Лиза чуть улыбнулась и ответила с теплотой в голосе:

— Наверное, не так, как со мной. Но, возможно, проще. Счастье бывает разным. Не все выдерживают любовь, мама. Я вот не выдержала.

Мать на секунду опустила глаза и тут же снова вскинула голову:

— Ты останешься у меня? Чего скитаться по чужим углам?

Лиза ответила не сразу. Посмотрела на стены, на старую тумбочку, на узкий диван в комнате, где детство и юность слились в кашу воспоминаний. И поняла — она осталась уже тогда, когда не вернулась к Денису. Осталась в паузе между прошлым и новым.

— Да, — сказала она наконец, —Пока останусь.

— Ради меня? — почти с укором спросила мать.

Лиза посмотрела ей в глаза. Медленно кивнула.

— Ради тебя. Ради того, чтобы кто-то рядом был. А может, просто потому, что больше некуда.

Вечером она долго сидела у окна. В её телефоне не было ни новых сообщений, ни пропущенных. Денис исчез с горизонта, как солнце, которое уже не поднимется над этим берегом. Она знала, что не будет новых встреч. Не будет разговоров.

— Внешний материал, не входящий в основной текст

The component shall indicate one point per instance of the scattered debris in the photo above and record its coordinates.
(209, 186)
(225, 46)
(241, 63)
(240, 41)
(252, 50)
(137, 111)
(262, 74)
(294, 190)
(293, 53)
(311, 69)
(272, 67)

Но боль, как ни странно, уже не кромсала так остро. Было пусто, но не смертельно. Просто было по-другому, как после затянувшейся грозы, когда небо не синее, но хотя бы не рвётся на части.

Лиза была уверена, что она поступила правильно: зачем мужчине портить жизнь, если ты не сможешь дать ему будущее.